L’alimentation anti-inflammatoire : le régime dont tout le monde parle au Québec

Tu as probablement vu passer le terme « anti-inflammatoire » sur ton feed Instagram ou dans un magazine santé au…
1 Min Read 0 2

Tu as probablement vu passer le terme « anti-inflammatoire » sur ton feed Instagram ou dans un magazine santé au Costco. L’alimentation anti-inflammatoire est devenue la tendance nutrition de l’heure — et contrairement à beaucoup de régimes à la mode, celle-ci repose sur de la vraie science. L’inflammation chronique est liée à presque toutes les maladies modernes : cancer, maladies cardiovasculaires, diabète, Alzheimer, dépression. Et ce que tu manges peut soit l’alimenter, soit la combattre.

L’inflammation : c’est quoi exactement ?

L’inflammation aiguë, c’est ton corps qui se défend — quand tu te coupes le doigt et que ça rougit et enfle, c’est de l’inflammation bénéfique. Le problème, c’est l’inflammation chronique de bas niveau. Elle est invisible, silencieuse, mais elle endommage graduellement tes organes, tes artères et ton cerveau. L’alimentation moderne — riche en sucre raffiné, en gras trans, en aliments ultra-transformés — est l’un des principaux moteurs de cette inflammation chronique.

Des chercheurs de l’Université de Montréal et de l’Institut sur la nutrition et les aliments fonctionnels (INAF) de l’Université Laval étudient les liens entre alimentation et inflammation depuis des années. Leurs travaux confirment que certains patterns alimentaires réduisent significativement les marqueurs inflammatoires dans le sang. Si tu t’intéresses à l’entraînement à la maison, l’alimentation est le complément parfait.

Les aliments anti-inflammatoires stars

Les poissons gras — saumon, maquereau, sardines — sont les champions grâce à leurs oméga-3. Au Québec, on a accès à du saumon de l’Atlantique de qualité, et les sardines en conserve sont une option économique et pratique. Vise 2-3 portions de poisson par semaine.

Les petits fruits — bleuets, framboises, fraises — regorgent d’antioxydants. Et au Québec, on est gâtés : les bleuets sauvages du Saguenay–Lac-Saint-Jean sont parmi les plus riches en antioxydants au monde. Les acheter congelés en gros format est une option économique et disponible à l’année.

Les légumes crucifères — brocoli, chou-fleur, chou kale, bok choy — contiennent des composés soufrés aux propriétés anti-inflammatoires puissantes. Les légumineuses, le curcuma, le gingembre, l’huile d’olive extra-vierge, les noix et les graines complètent l’arsenal. Tu peux trouver tout ça au marché Jean-Talon ou chez ton épicier local.

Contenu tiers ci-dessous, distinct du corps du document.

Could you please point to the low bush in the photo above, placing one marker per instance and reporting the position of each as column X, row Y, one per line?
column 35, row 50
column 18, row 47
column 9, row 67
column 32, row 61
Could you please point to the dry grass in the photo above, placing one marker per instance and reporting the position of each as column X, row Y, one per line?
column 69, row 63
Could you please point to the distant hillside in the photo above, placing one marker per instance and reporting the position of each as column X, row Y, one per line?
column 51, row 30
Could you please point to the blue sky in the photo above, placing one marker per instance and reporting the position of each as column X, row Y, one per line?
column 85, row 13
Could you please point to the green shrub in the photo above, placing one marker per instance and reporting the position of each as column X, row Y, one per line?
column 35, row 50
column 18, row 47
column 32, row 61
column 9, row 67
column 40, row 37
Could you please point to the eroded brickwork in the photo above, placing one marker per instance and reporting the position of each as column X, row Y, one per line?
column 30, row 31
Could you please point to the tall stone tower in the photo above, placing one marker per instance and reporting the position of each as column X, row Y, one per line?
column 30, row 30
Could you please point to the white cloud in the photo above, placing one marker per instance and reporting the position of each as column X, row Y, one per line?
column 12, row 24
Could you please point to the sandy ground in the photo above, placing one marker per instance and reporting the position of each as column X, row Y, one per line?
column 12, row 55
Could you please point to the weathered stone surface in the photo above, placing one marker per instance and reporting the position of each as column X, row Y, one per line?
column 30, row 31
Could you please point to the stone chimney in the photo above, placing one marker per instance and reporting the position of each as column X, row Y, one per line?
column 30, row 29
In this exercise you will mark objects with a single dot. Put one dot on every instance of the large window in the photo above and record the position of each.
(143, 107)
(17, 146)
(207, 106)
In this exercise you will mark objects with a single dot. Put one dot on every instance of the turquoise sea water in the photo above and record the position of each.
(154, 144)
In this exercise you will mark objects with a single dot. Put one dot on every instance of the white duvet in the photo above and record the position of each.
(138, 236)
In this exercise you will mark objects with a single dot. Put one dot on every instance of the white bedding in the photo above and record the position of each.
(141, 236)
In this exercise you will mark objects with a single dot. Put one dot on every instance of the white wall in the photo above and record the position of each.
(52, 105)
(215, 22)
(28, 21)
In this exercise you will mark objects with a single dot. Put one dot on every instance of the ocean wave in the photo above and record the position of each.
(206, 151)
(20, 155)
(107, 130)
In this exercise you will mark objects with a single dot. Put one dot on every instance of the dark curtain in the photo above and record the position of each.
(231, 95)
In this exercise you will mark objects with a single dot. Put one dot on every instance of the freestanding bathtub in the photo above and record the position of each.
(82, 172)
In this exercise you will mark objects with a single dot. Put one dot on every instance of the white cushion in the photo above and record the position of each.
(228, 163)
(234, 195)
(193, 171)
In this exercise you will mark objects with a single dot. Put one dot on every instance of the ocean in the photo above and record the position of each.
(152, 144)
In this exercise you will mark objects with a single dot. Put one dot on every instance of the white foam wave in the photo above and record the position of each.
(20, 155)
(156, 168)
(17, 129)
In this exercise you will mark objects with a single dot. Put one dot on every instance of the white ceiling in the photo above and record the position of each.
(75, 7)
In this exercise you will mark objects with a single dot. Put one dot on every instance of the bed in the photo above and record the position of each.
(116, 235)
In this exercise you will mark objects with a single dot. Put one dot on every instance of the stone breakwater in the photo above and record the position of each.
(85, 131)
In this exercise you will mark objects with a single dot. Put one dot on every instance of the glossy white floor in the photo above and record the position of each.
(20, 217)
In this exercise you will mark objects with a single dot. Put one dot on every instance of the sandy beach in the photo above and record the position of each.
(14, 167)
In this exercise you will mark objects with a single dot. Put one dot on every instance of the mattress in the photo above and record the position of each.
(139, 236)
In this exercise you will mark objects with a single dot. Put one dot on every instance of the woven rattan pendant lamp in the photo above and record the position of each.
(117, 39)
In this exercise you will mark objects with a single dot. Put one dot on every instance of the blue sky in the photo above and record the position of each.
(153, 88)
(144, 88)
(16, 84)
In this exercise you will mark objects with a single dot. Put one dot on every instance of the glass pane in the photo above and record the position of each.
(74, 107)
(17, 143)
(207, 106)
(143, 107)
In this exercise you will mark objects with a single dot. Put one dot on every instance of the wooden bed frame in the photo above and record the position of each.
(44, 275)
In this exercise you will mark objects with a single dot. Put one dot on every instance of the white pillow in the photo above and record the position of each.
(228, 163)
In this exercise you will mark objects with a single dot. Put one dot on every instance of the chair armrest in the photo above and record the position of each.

Les aliments pro-inflammatoires à limiter

Le sucre raffiné est l’ennemi numéro un. Les boissons gazeuses, les jus de fruits industriels, les pâtisseries commerciales — tout ça nourrit l’inflammation. Les gras trans (encore présents dans certains produits transformés malgré les réglementations), les viandes transformées (bacon, saucisses, charcuterie), et l’alcool en excès sont aussi des facteurs pro-inflammatoires.

Les aliments ultra-transformés — ceux avec des listes d’ingrédients de 25 items dont la moitié sont imprononçables — sont particulièrement problématiques. Au Canada, les aliments ultra-transformés représentent environ 48% des calories consommées. Réduire cette proportion est probablement le changement alimentaire le plus impactant que tu puisses faire pour ta santé, comme on en discutait dans notre article sur la santé mentale.

Un plan réaliste pour le Québec

Pas besoin de révolutionner ton alimentation du jour au lendemain. Commence par des changements simples. Remplace ton jus d’orange du matin par des vrais fruits. Ajoute une portion de légumes à chaque repas. Cuisine plus souvent à la maison — même des recettes simples. Et réduis graduellement les aliments ultra-transformés.

Le budget est souvent cité comme obstacle, mais manger anti-inflammatoire n’est pas nécessairement plus cher. Les légumineuses en conserve coûtent 1-2$. Les légumes congelés sont aussi nutritifs que les frais et moins chers. Les bleuets surgelés du Québec sont disponibles à l’année pour 3-5$ le sac. Et cuisiner à la maison est presque toujours moins cher que manger à l’extérieur ou acheter des plats préparés.

L’alimentation anti-inflammatoire n’est pas un régime miracle avec des résultats en 7 jours. C’est une approche à long terme qui, combinée à l’exercice régulier, au sommeil et à la gestion du stress, peut transformer ta santé. Et au Québec, avec notre accès à des produits locaux de qualité exceptionnelle, on a tout ce qu’il faut pour manger bien sans se ruiner.